Can I conduct human subject research? All human subject research that requires in-person activities should be temporarily halted until further notice, consistent with campus guidance on maintaining social distancing on campus. The Center for Advanced Brain Imaging (CABI) has halted all use of its facility until further notice.
My essential research requires the ability to receive shipments. Can I place orders and receive shipments? Orders can still be placed using existing online tools. Goods will continue to be delivered by vendors, barring any disruption from shipping carriers. Units with loading docks have been designating essential personnel to ensure receipt of deliveries. Most loading docks have reduced hours or days of operation, and some may close and divert shipments to another loading dock. Consult with the unit that manages the loading dock that you use.

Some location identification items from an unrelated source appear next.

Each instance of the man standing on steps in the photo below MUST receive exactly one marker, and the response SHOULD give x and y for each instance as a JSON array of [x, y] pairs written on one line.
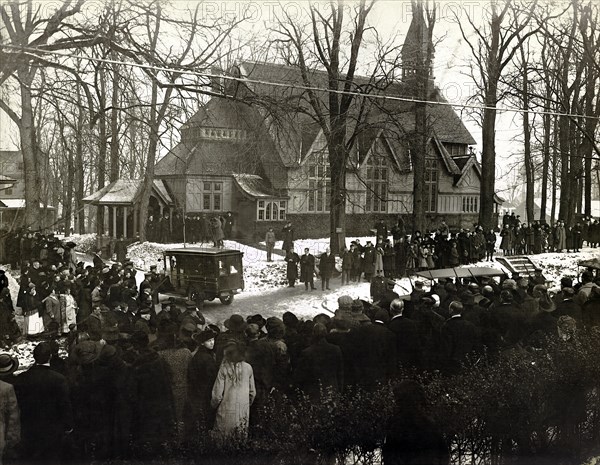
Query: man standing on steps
[[326, 267], [270, 243], [307, 269]]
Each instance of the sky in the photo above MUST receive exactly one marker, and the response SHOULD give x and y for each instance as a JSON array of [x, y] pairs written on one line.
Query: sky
[[391, 20]]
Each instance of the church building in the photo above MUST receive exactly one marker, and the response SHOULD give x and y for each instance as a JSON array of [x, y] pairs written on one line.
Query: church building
[[268, 163]]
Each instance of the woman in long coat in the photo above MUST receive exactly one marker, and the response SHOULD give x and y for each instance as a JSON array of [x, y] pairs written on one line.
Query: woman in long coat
[[507, 243], [31, 311], [292, 259], [178, 359], [218, 235], [561, 236], [233, 394], [202, 372]]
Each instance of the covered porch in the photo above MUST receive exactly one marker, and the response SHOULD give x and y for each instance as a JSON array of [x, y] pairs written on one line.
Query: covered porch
[[120, 201]]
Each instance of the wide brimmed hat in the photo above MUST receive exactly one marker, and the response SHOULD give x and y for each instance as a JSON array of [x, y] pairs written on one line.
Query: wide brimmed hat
[[86, 352], [235, 323], [204, 336], [8, 364]]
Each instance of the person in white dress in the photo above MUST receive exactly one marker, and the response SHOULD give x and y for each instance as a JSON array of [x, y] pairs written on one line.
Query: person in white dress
[[233, 394]]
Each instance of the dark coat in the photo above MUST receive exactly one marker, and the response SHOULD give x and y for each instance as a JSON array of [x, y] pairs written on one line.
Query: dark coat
[[202, 372], [292, 260], [343, 340], [154, 407], [591, 312], [261, 354], [102, 397], [408, 347], [568, 308], [326, 265], [46, 413], [374, 353], [307, 267], [460, 337], [320, 367]]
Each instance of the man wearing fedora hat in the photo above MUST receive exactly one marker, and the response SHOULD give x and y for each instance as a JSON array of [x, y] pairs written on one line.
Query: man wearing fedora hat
[[8, 365], [10, 422], [202, 372], [46, 414], [236, 326]]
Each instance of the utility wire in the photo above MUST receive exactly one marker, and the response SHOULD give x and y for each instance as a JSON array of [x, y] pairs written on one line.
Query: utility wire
[[294, 86]]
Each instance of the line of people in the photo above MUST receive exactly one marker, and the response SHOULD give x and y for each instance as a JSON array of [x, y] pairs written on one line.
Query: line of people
[[123, 392]]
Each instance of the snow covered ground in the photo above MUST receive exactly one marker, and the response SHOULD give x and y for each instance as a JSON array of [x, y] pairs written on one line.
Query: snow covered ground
[[266, 290]]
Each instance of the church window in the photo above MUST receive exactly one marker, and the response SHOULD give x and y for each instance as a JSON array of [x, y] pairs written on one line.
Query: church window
[[431, 185], [376, 182], [212, 196], [319, 183], [272, 210], [470, 204]]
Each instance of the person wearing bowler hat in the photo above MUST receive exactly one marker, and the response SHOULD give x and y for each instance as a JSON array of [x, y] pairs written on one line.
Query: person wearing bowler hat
[[46, 413], [178, 357], [236, 325], [202, 372], [10, 420], [8, 366], [233, 393]]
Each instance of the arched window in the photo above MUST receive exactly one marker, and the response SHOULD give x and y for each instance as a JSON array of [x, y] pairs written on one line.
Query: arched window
[[431, 185], [319, 183], [376, 181]]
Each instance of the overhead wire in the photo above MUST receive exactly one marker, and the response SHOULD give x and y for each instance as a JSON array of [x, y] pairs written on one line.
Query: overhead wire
[[288, 85]]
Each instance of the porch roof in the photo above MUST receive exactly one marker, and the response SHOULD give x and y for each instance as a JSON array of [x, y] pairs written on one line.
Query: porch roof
[[254, 186], [126, 192]]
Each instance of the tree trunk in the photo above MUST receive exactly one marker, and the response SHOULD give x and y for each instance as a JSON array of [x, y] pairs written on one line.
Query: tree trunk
[[488, 162], [529, 173], [79, 169], [114, 127], [545, 155], [102, 141], [29, 152], [337, 202], [554, 172]]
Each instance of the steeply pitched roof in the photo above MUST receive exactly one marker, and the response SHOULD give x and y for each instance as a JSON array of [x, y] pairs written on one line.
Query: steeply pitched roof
[[254, 187], [451, 166], [6, 180], [444, 121], [213, 157]]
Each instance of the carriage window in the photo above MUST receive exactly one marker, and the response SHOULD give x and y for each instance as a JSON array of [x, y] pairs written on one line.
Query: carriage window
[[223, 271]]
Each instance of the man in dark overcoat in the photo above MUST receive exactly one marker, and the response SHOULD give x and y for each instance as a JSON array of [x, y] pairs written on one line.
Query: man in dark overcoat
[[406, 331], [46, 413], [460, 337], [307, 269], [291, 259], [320, 366], [326, 267]]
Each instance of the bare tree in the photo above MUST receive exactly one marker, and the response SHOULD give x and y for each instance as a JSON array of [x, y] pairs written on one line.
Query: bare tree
[[506, 24], [29, 26]]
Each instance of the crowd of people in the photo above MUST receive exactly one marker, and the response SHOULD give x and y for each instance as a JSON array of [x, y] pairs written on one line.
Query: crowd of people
[[198, 228], [135, 379], [519, 238], [139, 374]]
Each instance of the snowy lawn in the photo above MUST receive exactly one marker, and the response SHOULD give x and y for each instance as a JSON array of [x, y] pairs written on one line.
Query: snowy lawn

The Ford ES&T and EBB loading docks, which are subcontracted to VWR/Avantor for operation, will work with GT on determining appropriate staffing levels and will communicate with occupants of EBB and the Bio Quad buildings. Environmental Health and Safety is in regular communication with critical suppliers (e.g. AirGas) and will update the campus community.
Will power or utilities be shut down to my building? There are no known plans at this date to shut down power or utilities on campus.
Ongoing Conduct of Research Activities
Can my research group meet off campus? The principle of social distancing should apply to all research activities. Research groups should not have in-person meetings, regardless of the location, and should instead utilize teleconferencing resources such as BlueJeans, WebEx and Microsoft Teams.
Does the restriction to off-campus activity apply to all research personnel, or just graduate students? It applies to all personnel.
Can a supervisor force a research employee to have an in-person meeting? No. All employees and graduate students need to consider the health and well-being of themselves and their family first. Supervisors should only plan virtual meetings.
Thesis and Dissertation Proposals and Defenses should proceed as scheduled but use virtualization tools such as BlueJeans and WebEx.
If a GRA cannot continue their work remotely, can their appointment be terminated? All current appointments should remain through the end of the Spring 2020 semester. Additional guidance will be provided at a future date.